1567. Waldpiraten

Waldpiraten

Es war still im großen Zauberwald. Die großen und kleinen Insekten lagen in ihren Betten. Die Monster, die man tagsüber in allen Farben des Regenbogens sehen konnte, schliefen tief und fest unter ihren kuschelig warmen Decken. Selbst der Wind war noch weit im Traumland gefangen.
Doch plötzlich war ein Quietschen und ein Knarzen zu hören. In der Mitte einer dicht bewachsenen Baumkrone öffnete sich ein gut getarntes Tor. Es schwang weit auf, bis es gegen einen dicken Ast krachte und dort hängenblieb. Eine Maschine sprang an. Ketten rasselten. Ein breiter, langer Steg aus Holz wurde ausgefahren. Dann wurde es wieder still.
Irgendwo in Ferne begann ein Wecker zu klingeln. Es war Zeit, aus den Federn zu kriechen. Der Wind schaltete ihn ab, öffnete seine Fenster und wehte nach draußen. Laut lachend stürmte er zwischen den Bäumen hindurch, zog an Blättern und Zweigen und ließ sich von niemandem mehr aufhalten.
»Der richtige Zeitpunkt ist da. Wir können starten.« Aus der Dunkelheit, die sich hinter dem versteckten Tor befand, waren begeisterte Stimmen zu hören. »Setzt die Segel. Beeilt euch, damit wir den Wind nicht verpassen.«
Kräftige Hände packten zu, schoben ein Schiff nach draußen. Mehrere kleine Monsterchen sprangen an Bord, während ihr Schiff auf Rollen auf der ausgefahrenen Rampe nach unten fuhr und immer schneller wurde. Im letzten Augenblick, kurz bevor es in die Tiefe stürzte, blies der Wind in die Segel und hob es hinauf in die Lüfte.
Laut jubelnd zog ein Matrose eine schwarze Flagge mit Schädel und Gebeinen am Masten nach oben. Die Waldpiraten gingen auf Kaperfahrt.
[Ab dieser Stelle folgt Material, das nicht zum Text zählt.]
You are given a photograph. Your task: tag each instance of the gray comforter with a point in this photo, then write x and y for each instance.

Mit Handgriffen, die sie über lange Jahre eingeübt und immer wieder verbessert hatten, zogen die Monsterchen die Segel an Seilen hin und her, während der Käpt’n da Steuerrad mal nach links und mal nach rechts riss.
Es ging vorbei an dicken Stämmen und dünnen Ästen. Sie flogen über Büsche hinweg und über Bäche. Die Piraten hatten alle Hände voll zu tun. Denn unterwegs griffen sie immer wieder mit flinken Bewegungen in die Bäume, schnappten sich unter den erschrockenen Augen manch Baumbewohner, was sie in die Finger bekamen und füllten langsam den Bauch des Schiffes.
»Das reicht!« Der Käpt’n stoppte seine fleißige Mannschaft. »Wir werden zu schwer. Wenn wir noch mehr Beute machen, kann uns der Wind nicht mehr tragen und wir stürzen ab.«
Das Piratenschiff wendete und kreuzte nun gegen den Wind zurück zum Versteck, wo es kurz darauf die Rampe hinauf fuhr und festgemacht wurde.
In großen Säcken luden die Piraten ihre Beute aus. Doch statt diese zu verstecken oder sicher wegzuschließen, verließen sie mit ihr das Versteck. Geschickt liefen sie über die dicken Äste und verteilten sich im ganzen Baum, in dem sich viele Kobel befanden, die man von außen nicht sehen konnte. Einen von ihnen betrat der Käpt’n höchstpersönlich.
»Das Frühstück ist da, mein Freund.« Ich hoffe, dass du in der Nacht gut geschlafen hast und es dir noch besser geht.«
Ein altes Eichhörnchen erhob sich aus seinem Sessel und kam vor freudestrahlend auf den Piraten zu. »Wie schön, dass du da da bist. Ich freue mich schon sehr, dass wir den Tag gemeinsam verbringen werden, zusammen speisen und ich dir Piratengeschichten aus längst vergangenen Zeiten erzählen darf.«
Der Käpt’n öffnete seinen Beutesack, kippte frisch gepflückte Haselnüsse auf den Tisch und setzte sich. Auf diesen Moment freute er sich jeden Tag. Das war das allerbeste am Piratenleben, wenn seine Mannschaft und er die alten Freibeuter versorgten und ihnen die Zeit vertreiben konnten.